November 6, 2012

pumpkin & cream trifle

Any excuse I can find to make a trifle, I am all over it! I had a craft night at my house last night and had fun making and serving my go-to fall trifle recipe...

A few things you need to know...
1) this is EASY to make
2) there are many variations to this recipe, including:
pumpkin cupcakes with cream frosting
pumpkin bread loaves with the cream frosting
pumpkin sheet cake with the cream frosting
3) one bite and you will want to eat the whole dessert, by yourself, hidden away from the party, in a closet or under a table somewhere
4) this dessert makes an EXCELLENT birthday cake! see...

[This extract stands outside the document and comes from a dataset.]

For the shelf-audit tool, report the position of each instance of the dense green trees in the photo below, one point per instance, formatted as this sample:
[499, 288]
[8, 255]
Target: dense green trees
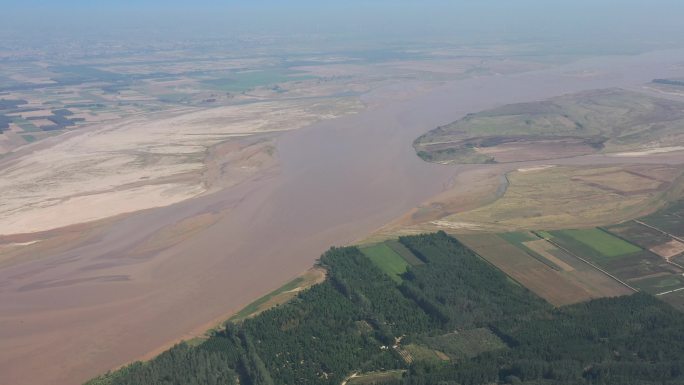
[348, 324]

So, now that I have either convinced you to make this,
or completely terrified you,
here is the recipe...

~Pumpkin & Cream Trifle~
4 eggs
1-2/3 cup sugar
1 cup oil
1 16oz can pumpkin puree (not pumpkin pie filling)
2 cups flour
2-1/2 tsp cinnamon
4 dashes of nutmeg
1 tsp baking soda
2 tsp baking powder
1 tsp salt

Beat eggs, sugar, oil & pumpkin until smooth and creamy.
Mix together all dry ingredients in a separate bowl and then stir into the pumpkin mixture.
Bake in a 9x12 cake pan @ 350 degrees for about 30 minutes (maybe 35min).
For cupcakes you will bake them for about 25 minutes.
Remove from oven when a toothpick inserted in the cake comes out clean.
Cool on a wire rack.

~Cream Frosting~
1-1/2 cubes butter (room temperature)
1-1/2 cups cream cheese (room temperature)
3 cups sifted powder sugar
3 tsp vanilla

In a stand-up mixer, add all ingredients together
and mix on medium speed until smooth & fluffy.

Once the cake has cooled, break it up into large chunks.
Place half of the crumbled pumpkin cake onto the bottom of a trifle dish.
Spread 1/2 of the frosting on top of that first layer of pumpkin cake crumbles.
Repeat layers.
Sprinkle cinnamon on top, like so...

I hope you enjoy making (and devouring) this yummy pumpkin & cream trifle!!